Trade Studies¶
Trade studies enable systematic exploration of design alternatives using Design of Experiments (DOE) and batch evaluation.
Overview¶
The trade study workflow:
graph LR
A[Define DesignSpace] --> B[Generate DOE]
B --> C[BatchRunner.run]
C --> D[filter_feasible]
D --> E[extract_pareto]
E --> F[rank_pareto]
F --> G[Visualize]
Design Space¶
A DesignSpace defines which parameters can vary and their bounds.
Creating a Design Space¶
from phased_array_systems.trades import DesignSpace
space = DesignSpace(name="My Trade Study")
# Add variables using fluent interface
space = (
DesignSpace(name="Array Trade Study")
.add_variable("array.nx", type="int", low=4, high=16)
.add_variable("array.ny", type="int", low=4, high=16)
.add_variable("rf.tx_power_w_per_elem", type="float", low=0.5, high=3.0)

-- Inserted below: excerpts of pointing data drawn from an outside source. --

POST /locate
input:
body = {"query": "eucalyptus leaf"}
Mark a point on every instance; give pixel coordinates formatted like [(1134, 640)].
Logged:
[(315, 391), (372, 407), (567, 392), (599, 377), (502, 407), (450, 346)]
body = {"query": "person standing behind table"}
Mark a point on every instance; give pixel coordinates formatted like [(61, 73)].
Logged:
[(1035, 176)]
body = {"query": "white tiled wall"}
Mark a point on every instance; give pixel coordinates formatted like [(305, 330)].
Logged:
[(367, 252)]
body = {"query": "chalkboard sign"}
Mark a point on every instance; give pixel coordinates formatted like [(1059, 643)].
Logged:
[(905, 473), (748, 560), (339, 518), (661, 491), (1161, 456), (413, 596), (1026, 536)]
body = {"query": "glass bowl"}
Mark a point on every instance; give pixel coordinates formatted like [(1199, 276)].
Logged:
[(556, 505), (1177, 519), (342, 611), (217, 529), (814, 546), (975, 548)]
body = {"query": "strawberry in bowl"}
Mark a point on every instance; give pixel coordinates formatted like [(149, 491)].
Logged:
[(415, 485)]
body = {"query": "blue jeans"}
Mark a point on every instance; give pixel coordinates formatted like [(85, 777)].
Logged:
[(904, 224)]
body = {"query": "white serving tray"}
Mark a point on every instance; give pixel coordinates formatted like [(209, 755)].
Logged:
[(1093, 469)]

.add_variable("array.geometry", type="categorical", values=["rectangular"])
)
Variable Types¶
| Type | Parameters | Description |
|---|---|---|
int |
low, high |
Discrete integers |
float |
low, high |
Continuous values |
categorical |
values |
Enumerated options |
Fixed Parameters¶
Set low=high to fix a parameter:
Or use categorical with single value:
Complete Design Space Example¶
space = (
DesignSpace(name="Comms Array Trade")
# Variable parameters
.add_variable("array.nx", type="categorical", values=[4, 8, 16])
.add_variable("array.ny", type="categorical", values=[4, 8, 16])
.add_variable("rf.tx_power_w_per_elem", type="float", low=0.5, high=3.0)
.add_variable("rf.pa_efficiency", type="float", low=0.2, high=0.5)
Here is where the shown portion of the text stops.